Opening the Kimono on Venture Capital
Using Kimono Labs application programming interfaces (APIs), the task of sorting and displaying data just got easier. Whether for pricing products, managing customers, or tracking trends, data has long been locked away, accessible by only those with the chops to write web scrapers. Not an impossible task, but a diurnal dilemma of where and when to dedicate those resources. By bringing down the costs around asking questions and answering them with data, Kimono is putting tools in the hands of domain experts.
Analyzing ten years of data pulled from Y-Combinator, the incubator that has fostered $30 billion in valuation through DropBox, Heroku, Airbnb, Stripe and other startups, Kimono asked the question, "Does YC invest before or after trends become popular."
Overwhelmingly they saw that YC investments antedated trends. While not surprising that the preeminent incubator appeals to early adopter minds looking at problems on the fringe of the innovation spectrum, it's noteworthy. The question then becomes, if YC is investing ahead of coming multi-billion dollar trends, then what is going to happen next?

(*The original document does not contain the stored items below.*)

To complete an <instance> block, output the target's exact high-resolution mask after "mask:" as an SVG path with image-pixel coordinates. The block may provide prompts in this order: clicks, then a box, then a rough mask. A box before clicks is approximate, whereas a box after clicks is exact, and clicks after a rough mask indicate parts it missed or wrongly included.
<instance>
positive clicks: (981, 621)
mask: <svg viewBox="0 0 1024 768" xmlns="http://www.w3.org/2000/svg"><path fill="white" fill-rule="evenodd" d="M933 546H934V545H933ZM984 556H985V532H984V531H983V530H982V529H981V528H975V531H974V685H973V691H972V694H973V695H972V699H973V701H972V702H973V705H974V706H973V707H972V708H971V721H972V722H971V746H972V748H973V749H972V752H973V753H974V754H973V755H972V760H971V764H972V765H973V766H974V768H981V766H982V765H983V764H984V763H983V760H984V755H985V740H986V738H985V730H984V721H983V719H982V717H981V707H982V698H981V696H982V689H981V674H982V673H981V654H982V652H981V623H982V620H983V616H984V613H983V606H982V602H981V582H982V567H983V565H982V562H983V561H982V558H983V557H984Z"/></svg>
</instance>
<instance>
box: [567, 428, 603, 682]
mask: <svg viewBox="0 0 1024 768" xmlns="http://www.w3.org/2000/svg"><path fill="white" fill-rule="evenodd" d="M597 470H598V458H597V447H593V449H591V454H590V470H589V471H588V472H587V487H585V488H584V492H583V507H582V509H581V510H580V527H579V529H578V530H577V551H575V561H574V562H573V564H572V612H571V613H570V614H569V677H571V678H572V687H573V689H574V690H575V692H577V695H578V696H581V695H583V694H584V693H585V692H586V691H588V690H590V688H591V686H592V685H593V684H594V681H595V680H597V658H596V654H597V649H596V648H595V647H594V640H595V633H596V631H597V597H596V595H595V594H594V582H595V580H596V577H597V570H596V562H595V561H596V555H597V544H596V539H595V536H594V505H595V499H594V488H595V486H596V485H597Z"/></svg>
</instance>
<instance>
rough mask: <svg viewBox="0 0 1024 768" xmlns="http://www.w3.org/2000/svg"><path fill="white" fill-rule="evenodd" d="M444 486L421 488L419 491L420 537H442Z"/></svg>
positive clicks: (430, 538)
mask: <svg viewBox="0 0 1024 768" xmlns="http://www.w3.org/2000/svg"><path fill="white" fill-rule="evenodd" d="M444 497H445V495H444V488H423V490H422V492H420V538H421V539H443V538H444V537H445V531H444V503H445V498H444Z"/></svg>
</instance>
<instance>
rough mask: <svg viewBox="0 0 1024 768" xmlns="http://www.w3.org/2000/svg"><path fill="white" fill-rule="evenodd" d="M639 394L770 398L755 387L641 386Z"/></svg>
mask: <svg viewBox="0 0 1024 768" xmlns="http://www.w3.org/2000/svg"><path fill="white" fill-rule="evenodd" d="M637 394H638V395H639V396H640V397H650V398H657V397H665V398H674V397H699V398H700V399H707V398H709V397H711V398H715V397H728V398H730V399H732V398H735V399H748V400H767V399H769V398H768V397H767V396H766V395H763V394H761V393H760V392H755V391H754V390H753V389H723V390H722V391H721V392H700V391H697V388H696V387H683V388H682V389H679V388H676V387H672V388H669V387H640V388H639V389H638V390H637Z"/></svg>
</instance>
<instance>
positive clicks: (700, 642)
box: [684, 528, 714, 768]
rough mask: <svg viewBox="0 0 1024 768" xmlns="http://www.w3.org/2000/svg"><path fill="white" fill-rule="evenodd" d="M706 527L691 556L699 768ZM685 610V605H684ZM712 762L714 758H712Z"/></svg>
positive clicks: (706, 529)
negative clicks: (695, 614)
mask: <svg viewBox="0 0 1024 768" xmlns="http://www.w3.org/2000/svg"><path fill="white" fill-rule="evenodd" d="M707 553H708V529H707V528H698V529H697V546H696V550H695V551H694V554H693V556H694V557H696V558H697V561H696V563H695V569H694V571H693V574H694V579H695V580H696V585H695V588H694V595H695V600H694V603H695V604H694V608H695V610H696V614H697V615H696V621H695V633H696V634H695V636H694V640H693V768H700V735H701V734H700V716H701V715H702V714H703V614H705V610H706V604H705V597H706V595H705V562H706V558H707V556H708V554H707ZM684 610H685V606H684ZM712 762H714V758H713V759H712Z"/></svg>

Venture Capitalists seek the crystal ball, and data is as close as it gets.
Check out the Kimono analysis, and the three trends it highlights. Millennials, those aged 28-33, are starting to pop out babies. As good entrepreneurs problem-solve around pain points they feel, there is a swelling not just in belly, but in Family Tech as an investment category. Incubators are fertile in their creation of new parenting companies. And as we move increasingly to mobile, to micro-transactions, and the demand for frictionless payments, digital programmatic currency becomes interesting. BitCoin is the dominant form factor of Block Chain technology, and is thus on the rise. And finally, the mechanics of gene sequencing are changing and costs are coming down. These companies are beginning to demonstrate scale dynamics not formerly known to "Science" companies.
If YC data proves right, the next problem solvers are already innovating, and the next $30 billion in valuation creation is already likely upon us in these industries.